File System Corruption !

I use a home-computer as my Web-host, which I named ‘Phoenix’. This was actually a computer built in 2008, and is one of the oldest still working for me. So far it has continued to work reliably.

Until several years ago, this computer was actually named ‘Thunderbox’, and was running Kanotix / Thorhammer. But I when I wiped it completely and installed Kanotix / Spitfire on it, I not only renamed it, but rebuilt its software from zero.

What just happened to me today on ‘Phoenix’, is that I fired up a routine K3b -session, in order to back up some music from Audio CDs which I had actually purchased in the 1980s, and that the GUI application showed me a message saying that it could not locate the utility named ‘dvd+rw-tools’ ; I should try installing the package (even though it’s a dependency and was installed.) After I reinstalled that package, K3b told me that it could not locate ‘cdrdao’ (even though it’s a dependency and was installed). I needed to reinstall that as well, after which I explicitly needed to tell K3b to rescan the hard-drive, to find all its back-end utilities again.

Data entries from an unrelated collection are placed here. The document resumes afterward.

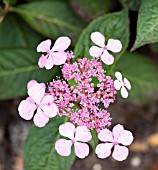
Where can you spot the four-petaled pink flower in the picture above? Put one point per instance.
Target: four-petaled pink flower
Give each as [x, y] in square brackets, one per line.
[115, 138]
[44, 103]
[81, 133]
[121, 84]
[54, 56]
[112, 45]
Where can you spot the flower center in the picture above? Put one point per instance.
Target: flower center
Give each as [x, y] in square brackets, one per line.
[73, 141]
[115, 142]
[48, 51]
[105, 48]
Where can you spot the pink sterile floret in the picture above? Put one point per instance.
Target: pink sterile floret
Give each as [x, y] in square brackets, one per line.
[54, 56]
[101, 51]
[78, 136]
[115, 138]
[121, 84]
[38, 99]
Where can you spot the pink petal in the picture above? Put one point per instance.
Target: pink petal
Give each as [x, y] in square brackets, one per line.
[114, 45]
[82, 134]
[67, 129]
[98, 39]
[59, 58]
[40, 119]
[118, 75]
[124, 92]
[120, 153]
[29, 99]
[105, 135]
[107, 58]
[47, 100]
[63, 147]
[117, 131]
[95, 51]
[103, 150]
[26, 109]
[36, 92]
[126, 138]
[61, 44]
[81, 149]
[44, 46]
[127, 83]
[49, 62]
[43, 85]
[117, 84]
[30, 83]
[51, 110]
[42, 61]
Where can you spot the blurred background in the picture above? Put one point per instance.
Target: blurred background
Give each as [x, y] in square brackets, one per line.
[23, 24]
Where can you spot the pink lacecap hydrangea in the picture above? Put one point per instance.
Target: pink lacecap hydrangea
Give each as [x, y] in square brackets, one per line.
[80, 102]
[77, 136]
[101, 51]
[54, 56]
[117, 138]
[40, 101]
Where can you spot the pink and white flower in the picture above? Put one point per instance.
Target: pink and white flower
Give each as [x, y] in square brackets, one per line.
[121, 84]
[115, 138]
[102, 51]
[38, 100]
[54, 56]
[78, 136]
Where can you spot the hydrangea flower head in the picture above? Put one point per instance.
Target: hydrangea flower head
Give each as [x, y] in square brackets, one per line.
[40, 101]
[87, 112]
[102, 51]
[54, 56]
[121, 84]
[117, 138]
[78, 136]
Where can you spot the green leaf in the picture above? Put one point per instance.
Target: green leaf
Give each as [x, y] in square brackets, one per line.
[17, 67]
[142, 73]
[89, 10]
[19, 36]
[147, 27]
[154, 47]
[114, 25]
[10, 2]
[18, 59]
[94, 140]
[131, 4]
[50, 18]
[39, 152]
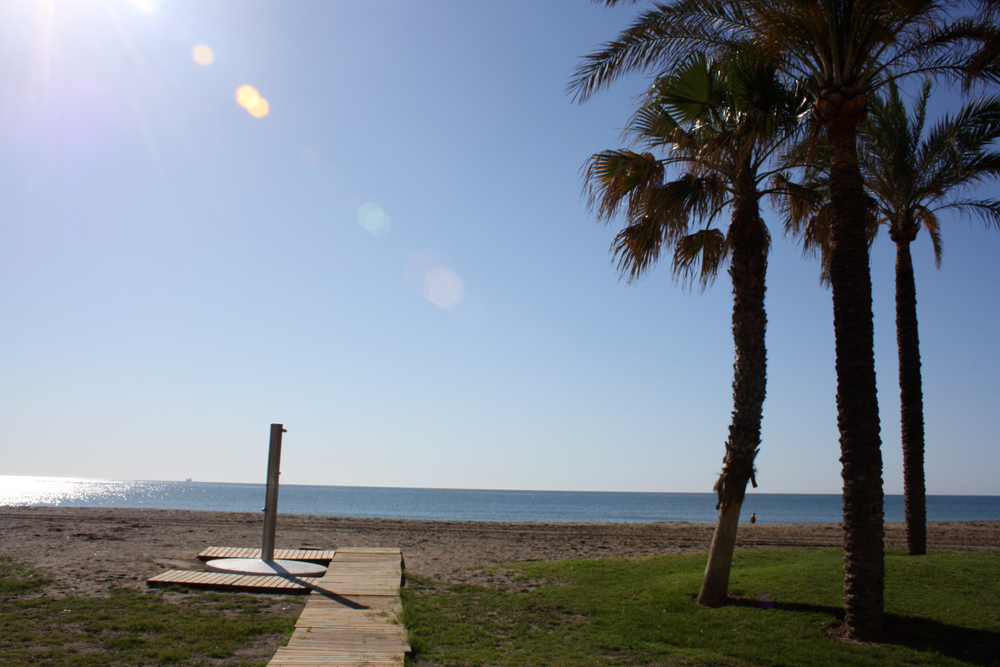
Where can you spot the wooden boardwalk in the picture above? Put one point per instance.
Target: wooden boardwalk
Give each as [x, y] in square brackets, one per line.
[351, 617]
[311, 555]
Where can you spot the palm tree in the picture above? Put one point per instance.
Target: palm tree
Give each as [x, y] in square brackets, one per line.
[911, 179]
[842, 51]
[720, 122]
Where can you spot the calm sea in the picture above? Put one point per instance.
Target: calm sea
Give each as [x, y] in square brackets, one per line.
[463, 505]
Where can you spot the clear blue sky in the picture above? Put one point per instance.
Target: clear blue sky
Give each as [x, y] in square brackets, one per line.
[177, 274]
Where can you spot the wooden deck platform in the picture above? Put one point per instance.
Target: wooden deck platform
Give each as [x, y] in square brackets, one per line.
[351, 617]
[309, 555]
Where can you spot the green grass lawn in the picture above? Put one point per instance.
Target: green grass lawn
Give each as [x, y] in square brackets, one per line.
[131, 627]
[943, 609]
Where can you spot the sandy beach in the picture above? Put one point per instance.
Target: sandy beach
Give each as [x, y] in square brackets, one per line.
[89, 551]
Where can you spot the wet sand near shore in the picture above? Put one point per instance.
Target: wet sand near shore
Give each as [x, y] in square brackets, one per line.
[88, 551]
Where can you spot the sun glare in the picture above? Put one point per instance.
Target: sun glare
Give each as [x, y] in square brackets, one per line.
[443, 288]
[248, 98]
[203, 55]
[373, 218]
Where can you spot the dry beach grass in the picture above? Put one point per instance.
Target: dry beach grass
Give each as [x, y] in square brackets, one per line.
[89, 551]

Because on this computer I had never customized the back-end utilities which K3b uses – unlike what I had done on ‘Klystron’ – and, because I had never changed the variables in question, this actually points to file-system corruption. I had last used K3b on ‘Phoenix’ several months ago, and with no error messages or warnings. Further, those utilities were among the first packages I ever installed, when I resurrected this computer as ‘Phoenix’, and the idea that the oldest data on the hard drive, would be the first data forgotten, even though never deleted, is also consistent with file-system corruption.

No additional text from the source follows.